1

I have a directory which has more than 330000 files and unfortunately I cannot use ls. In order to list them I use find and I have printed the output in a file list of files

These files are named sequentially, therefore there is a long list that goes Blast0_1.txt.gz Blast0_2.txt.gz Blast0_3.txt.gz....

and these numbers go up to 587, hence the total of the files should 588x588=345744 (because numbering for both before and after the underscore starts at 0

There are some combinations that are missing, because the total should be 345744 but unfortunately it is 331357. Is there an easy way to find the missing combinations through bash? I saw that there are available some solutions online but they do not work for me and I cannot figure how to adapt any of them in my dataset.

any help is greatly appreciated

Panos
  • 179
  • 2
  • 13

1 Answers1

2

You could iterate through all possible filenames and check whether the file exists.
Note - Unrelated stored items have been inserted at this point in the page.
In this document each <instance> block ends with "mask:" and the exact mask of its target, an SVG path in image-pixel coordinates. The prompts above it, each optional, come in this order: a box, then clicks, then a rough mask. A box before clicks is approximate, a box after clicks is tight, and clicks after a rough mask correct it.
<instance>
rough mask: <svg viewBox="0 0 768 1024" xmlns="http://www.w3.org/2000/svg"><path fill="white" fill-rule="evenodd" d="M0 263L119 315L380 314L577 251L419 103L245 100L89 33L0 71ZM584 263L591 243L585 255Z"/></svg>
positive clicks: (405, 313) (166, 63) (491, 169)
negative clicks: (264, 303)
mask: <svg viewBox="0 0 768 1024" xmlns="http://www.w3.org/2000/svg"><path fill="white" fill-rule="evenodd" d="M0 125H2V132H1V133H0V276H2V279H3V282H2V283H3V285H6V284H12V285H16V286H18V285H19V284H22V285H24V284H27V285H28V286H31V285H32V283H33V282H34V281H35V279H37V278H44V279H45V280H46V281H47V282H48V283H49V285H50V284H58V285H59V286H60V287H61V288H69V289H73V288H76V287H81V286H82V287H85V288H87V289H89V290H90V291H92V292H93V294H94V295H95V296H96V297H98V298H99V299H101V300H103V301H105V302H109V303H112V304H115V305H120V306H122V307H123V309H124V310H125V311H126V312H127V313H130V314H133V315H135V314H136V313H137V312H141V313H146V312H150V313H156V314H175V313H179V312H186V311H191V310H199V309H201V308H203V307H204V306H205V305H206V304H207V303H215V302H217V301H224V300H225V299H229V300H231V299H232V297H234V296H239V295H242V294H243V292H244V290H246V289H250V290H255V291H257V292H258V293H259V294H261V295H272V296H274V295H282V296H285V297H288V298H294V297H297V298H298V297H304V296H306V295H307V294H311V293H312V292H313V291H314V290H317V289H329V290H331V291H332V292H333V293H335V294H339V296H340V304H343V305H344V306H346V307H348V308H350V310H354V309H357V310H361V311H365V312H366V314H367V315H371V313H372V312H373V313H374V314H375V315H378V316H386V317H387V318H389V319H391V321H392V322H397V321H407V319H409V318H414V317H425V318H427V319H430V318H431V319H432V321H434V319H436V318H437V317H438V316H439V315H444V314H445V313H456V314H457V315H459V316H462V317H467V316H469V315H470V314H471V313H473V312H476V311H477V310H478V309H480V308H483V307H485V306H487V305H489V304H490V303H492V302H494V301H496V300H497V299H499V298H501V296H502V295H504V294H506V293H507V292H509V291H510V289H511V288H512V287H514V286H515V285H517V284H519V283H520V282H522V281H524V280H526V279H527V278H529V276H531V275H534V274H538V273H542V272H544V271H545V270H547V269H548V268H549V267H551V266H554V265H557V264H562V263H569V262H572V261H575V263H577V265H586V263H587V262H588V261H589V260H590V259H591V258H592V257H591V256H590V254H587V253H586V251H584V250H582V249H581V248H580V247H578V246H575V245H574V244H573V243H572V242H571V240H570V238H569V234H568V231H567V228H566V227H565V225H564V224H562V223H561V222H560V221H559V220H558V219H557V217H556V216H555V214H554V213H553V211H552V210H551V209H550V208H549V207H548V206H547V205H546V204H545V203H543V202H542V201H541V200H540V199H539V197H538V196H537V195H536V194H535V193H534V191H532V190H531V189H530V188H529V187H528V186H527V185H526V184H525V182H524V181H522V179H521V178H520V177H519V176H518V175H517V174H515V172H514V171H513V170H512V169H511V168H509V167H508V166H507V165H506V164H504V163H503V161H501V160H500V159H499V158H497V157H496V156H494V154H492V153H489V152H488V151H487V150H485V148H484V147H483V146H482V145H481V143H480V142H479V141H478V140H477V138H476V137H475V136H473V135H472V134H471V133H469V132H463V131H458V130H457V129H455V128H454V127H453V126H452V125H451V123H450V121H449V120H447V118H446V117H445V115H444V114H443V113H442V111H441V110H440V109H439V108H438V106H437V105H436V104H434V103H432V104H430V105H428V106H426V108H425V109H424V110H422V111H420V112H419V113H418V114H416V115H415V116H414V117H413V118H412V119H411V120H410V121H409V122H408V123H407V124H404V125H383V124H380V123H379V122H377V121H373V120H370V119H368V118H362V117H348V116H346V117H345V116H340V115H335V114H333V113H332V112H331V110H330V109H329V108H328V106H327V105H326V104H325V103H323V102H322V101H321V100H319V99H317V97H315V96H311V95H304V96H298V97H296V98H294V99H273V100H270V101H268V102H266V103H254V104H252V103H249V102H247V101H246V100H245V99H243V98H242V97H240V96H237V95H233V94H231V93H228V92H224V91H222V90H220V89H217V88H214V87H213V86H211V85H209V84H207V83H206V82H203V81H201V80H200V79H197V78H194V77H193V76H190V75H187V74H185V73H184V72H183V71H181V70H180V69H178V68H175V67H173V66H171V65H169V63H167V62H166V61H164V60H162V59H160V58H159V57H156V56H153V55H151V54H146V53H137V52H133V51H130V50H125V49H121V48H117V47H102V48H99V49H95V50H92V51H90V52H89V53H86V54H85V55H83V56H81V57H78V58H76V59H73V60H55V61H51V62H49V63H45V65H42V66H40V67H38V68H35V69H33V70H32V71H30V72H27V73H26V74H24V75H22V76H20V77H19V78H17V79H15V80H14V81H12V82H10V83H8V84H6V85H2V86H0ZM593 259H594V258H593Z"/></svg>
On my laptop, this took around 8 seconds for 588x588 combinations.

for i in {0..588}; do
    for j in {0..588}; do
        file_name="Blast${i}_${j}.txt.gz"
        [ ! -f $file_name ] && echo "$file_name"
    done
done

This will go through all possible combinations, check whether the file exists and if not, print its filename to the console.

Depending on your naming scheme, you might have to zero pad the numbers.

ptts
  • 1,848
  • 6
  • 14